Our chief foreign correspondent Margaret Warner reports.
MARGARET WARNER: It doesn't look like a cease-fire in Yemen this week.
Tanks are still blasting, gunfire still cracking across battle lines, and dozens being killed. Each side blames the other.
AMIN ABDULLAH, Pro-government fighter (through interpreter): The Houthis are the ones that rejected the United Nations and Security Council resolutions, who carried out attacks and struck residential homes and civilians. And we are just defending them.
MARGARET WARNER: The strife started in fall 2014, when Shiite Houthi rebels, backed by Iran, overran broad swaths of the country. They seized the capital Sana'a from government forces and militias loyal to President Abd-Rabbu Mansour Hadi. He spent months in exile in Saudi Arabia, returning only after a Saudi-led coalition of nine Sunni Arab states launched airstrikes in March against the Houthis.
Much of the coalition's weaponry comes from the U.S. and Britain. Fighting was supposed to halt this week, as U.N.-backed peace talks began in a small town in Switzerland.
ISMAIL OULD CHEIKH AHMED, U.N. SPECIAL ENVOY FOR YEMEN (through interpreter): Our meeting comes at a crucial moment in which threats and dangers abound and challenges are increasing both locally and regionally. The failure to reach a solution will have disastrous human and material consequences for the nation. Anyone who does not participate in the solution is effectively helping to perpetuate the crisis.
MARGARET WARNER: There's much at stake for the U.S. as well. Yemen is home to a lethal al-Qaeda affiliate, AQAP, which has tried to stage terror attacks in the U.S. Yemeni forces and U.S. air power had beaten back AQAP fighters, but the chaos has enabled them to regain much of that territory.

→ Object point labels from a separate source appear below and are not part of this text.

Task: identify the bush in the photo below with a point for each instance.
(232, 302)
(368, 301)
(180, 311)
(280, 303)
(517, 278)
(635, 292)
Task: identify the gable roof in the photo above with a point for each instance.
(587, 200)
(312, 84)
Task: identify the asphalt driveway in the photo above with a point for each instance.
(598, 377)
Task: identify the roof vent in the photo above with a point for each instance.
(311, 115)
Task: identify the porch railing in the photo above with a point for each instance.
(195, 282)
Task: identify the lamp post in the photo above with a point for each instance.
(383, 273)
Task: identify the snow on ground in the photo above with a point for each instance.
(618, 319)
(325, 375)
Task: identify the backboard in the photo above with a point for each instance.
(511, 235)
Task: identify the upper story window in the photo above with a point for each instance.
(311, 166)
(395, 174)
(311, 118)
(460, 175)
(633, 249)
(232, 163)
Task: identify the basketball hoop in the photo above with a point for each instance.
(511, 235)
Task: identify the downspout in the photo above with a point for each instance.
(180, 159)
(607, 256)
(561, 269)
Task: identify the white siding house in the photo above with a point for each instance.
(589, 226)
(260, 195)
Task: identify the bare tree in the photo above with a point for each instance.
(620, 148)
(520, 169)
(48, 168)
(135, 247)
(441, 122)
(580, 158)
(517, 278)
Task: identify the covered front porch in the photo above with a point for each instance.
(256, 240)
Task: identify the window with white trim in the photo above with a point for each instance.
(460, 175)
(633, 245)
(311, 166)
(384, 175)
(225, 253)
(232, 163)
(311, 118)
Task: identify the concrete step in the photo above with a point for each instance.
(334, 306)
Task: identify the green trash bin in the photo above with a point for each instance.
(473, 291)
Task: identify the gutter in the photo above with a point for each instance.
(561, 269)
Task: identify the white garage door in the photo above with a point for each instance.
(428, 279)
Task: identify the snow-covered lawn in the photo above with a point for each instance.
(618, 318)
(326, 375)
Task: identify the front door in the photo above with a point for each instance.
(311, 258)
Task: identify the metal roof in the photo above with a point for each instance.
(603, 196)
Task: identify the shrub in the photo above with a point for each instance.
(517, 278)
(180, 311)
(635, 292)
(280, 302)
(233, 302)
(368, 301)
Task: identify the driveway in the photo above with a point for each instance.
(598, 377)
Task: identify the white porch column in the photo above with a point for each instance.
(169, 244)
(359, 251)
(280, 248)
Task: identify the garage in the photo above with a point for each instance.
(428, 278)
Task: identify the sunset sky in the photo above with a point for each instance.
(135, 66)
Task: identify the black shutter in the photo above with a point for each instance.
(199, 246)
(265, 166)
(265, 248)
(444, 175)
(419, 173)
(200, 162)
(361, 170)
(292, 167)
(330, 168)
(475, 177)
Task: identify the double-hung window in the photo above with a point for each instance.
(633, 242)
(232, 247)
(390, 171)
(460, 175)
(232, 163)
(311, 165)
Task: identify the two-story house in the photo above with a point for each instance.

The strife has also made room for a new branch of the Islamic State group to take root. And the fighting the Houthis is diverting the Gulf countries from the broader war against ISIS.
What's more, it has ravaged what was already the Arab world's poorest country. Some 6,000 have been killed, and more than 2 million people have fled their homes.
MAJED MOHAMMED, Family displaced by fighting (through interpreter): We fled due to the shelling and shooting that continues to happen there. So I took my kids and came here.
MARGARET WARNER: Majed Mohammed lives in Taiz, Yemen's third largest city. Many families like his have found shelter in empty school buildings, abandoned because of the violence.
Indeed, entire neighborhoods now lie empty. The U.N. estimates the humanitarian crisis has affected 21 million people, more than 80 percent of the population.
ALI AHMED ALNAHARI, Sana'a resident (through interpreter): Some have fled to the countryside, some have fled the country all together, and some have fled to other cities. This neighborhood has become a town of ghosts.
MARGARET WARNER: Some aid deliveries are getting to Yemen, but distribution inside the country has been nearly impossible.
Tarak Bach Baouab of Doctors Without Borders" explains.
TARAK BACH BAOUAB, Head of Mission in Yemen, Doctors With: So it is much difficult for humanitarian workers to access those areas, for convoys to reach sometimes besieged areas, hospitals that are basically in areas which are completely surrounded by checkpoints and where different fighting parties are not allowing humanitarian assistance to get through.
MARGARET WARNER: U.S. officials hope these talks will lead to a permanent cease fire and a flow of aid. Today, negotiators did agree to let supplies into hard-hit Taiz and elsewhere. And Houthis and government fighters in Aden exchanged hundreds of prisoners.
But a political settlement of this devastating conflict still looks far away.